Notícias falsas e transfobia

Por Lara Werner.

O que o meu feminismo tem a ver com o terrorismo transfóbico (era: caracas, de novo notícia falsa?)

Hoje eu não gastei muito tempo com o FB – talvez o tempo equivalente a fumar alguns cigarros, se eu fumasse… cigarros. Mas a lógica é a mesma: você tá trabalhando, daí faz uma pausa para dar uma zapeada, oxigenar um pouco e colocar algumas idéias no lugar, saber como anda a vida alheia… e vi, mais de uma vez, o compartilhamento de um link sobre uma suposta morte de uma lutadora após uma competição com uma mulher trans. E a galera, chocada…

Existe de tudo um pouco na vida: coincidência, acaso, destino. Neste caso, isso não é por acaso. Ontem foi dia da visibilidade trans, essas efemérides necessárias para desacomodar e não achar que o mundo tal como está é “normal”, como se não existisse a barbárie lá fora. Pois bem, no dia seguinte é veiculada a notícia, com o seguinte título “Lutadora que enfrentou adversária trans morre neste domingo”.

Primeiro ponto: qualquer pessoa morrer em uma situação dessas já seria um absurdo (eu já acho absurdo um esporte desses), mas a colocação “adversária trans” já denuncia a que veio a suposta notícia – promover terrorismo transfóbico, e nada mais. No dia seguinte ao dia em se denuncia ser este o país que mais mata pessoas trans e travestis no mundo.

E a pergunta: esse tipo de notícia – a morte de uma lutadora – caso fosse uma competição entre mulheres cisgêneras, seria veiculada? E se fosse veiculada, provocaria que tipo de discussão? E que tipo de reação?

Ainda bem que tem gente no mundo que abraça certas causas, e uma delas é investigar notícias falsas, seja pelo bizarro implícito ou pelo desserviço que geram, e escreve o autor do site: “A primeira coisa que chama a atenção nessa notícia é que ela só se espalhou aqui no Brasil e (coincidentemente) apenas em sites especializados em espalhar fake news! Nem no país onde essa morte teria acontecido há postagens a respeito.”

Então, não existem coincidências, não nesse caso. Uma notícia como essa se espalhar no país que mais mata por transfobia, e ter sua disseminação tão meticulosamente planejada (pois não foi um site, mas vários), só me leva a concluir o quão perversa é a propaganda transfóbica, e o quanto é ainda mais perverso o sistema que faz tanta questão de sustentar a cisnormatividade – o cistema, como se diz.

A prerrogativa da violência como forma de dominação é própria do patriarcado, logo, ou estamos falando do mesmo problema, ou estamos falando de questões análogas, de paralelismos que, por dedução, implica que tenhamos posicionamentos condignos.

Oras, eu sou feminista, e dentre os questionamentos que aponto deste lugar, há aquele que cobra dos homens o enfrentamento e o diálogo com seus pares, a partir do lugar de um privilégio construído socialmente (e não uma condição ontológica), para a desconstrução de certos padrões comportamentais que corroboram na manutenção desse sistema de castas chamado gênero.
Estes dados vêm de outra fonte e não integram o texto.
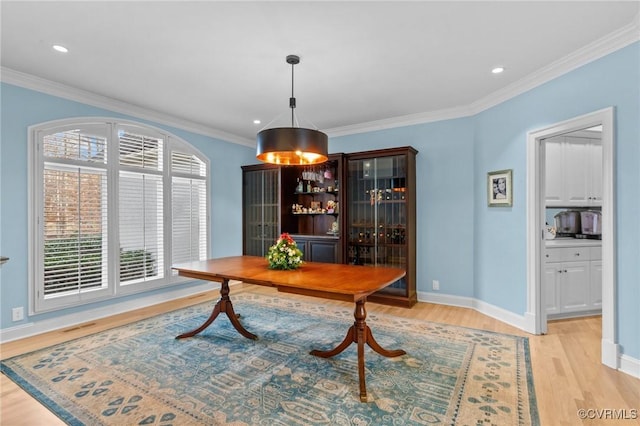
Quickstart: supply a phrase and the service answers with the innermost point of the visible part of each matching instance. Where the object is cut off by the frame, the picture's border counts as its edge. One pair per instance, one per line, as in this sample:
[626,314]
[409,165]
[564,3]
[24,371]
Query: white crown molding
[616,40]
[402,121]
[591,52]
[28,81]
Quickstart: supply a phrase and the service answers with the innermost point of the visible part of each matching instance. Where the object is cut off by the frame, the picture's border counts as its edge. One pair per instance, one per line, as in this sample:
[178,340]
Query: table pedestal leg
[222,306]
[359,333]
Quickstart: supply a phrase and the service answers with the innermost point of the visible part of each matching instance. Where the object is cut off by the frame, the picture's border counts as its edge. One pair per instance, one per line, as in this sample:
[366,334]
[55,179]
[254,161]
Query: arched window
[113,205]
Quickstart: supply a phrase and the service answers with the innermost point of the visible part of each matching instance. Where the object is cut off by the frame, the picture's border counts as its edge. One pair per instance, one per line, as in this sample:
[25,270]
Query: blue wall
[444,199]
[473,250]
[22,108]
[480,251]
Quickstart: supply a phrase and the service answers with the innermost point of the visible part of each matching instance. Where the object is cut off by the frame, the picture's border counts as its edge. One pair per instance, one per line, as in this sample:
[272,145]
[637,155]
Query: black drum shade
[292,146]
E eu sei que eu, mulher branca e cis, não estou na base dele.

Todo esse preâmbulo para dizer: amigas e colegas, prestem atenção. É na nossa falha perceptiva que a barbárie se instala. Se a cisnormatividade não é uma estratégia do patriarcado, é gêmeo desse sistema, e está igualmente implicada na manutenção da velha política sexual e de guerra. De morte.

Uma vida menos ordinária é, no mínimo, uma vida coerente consigo mesma.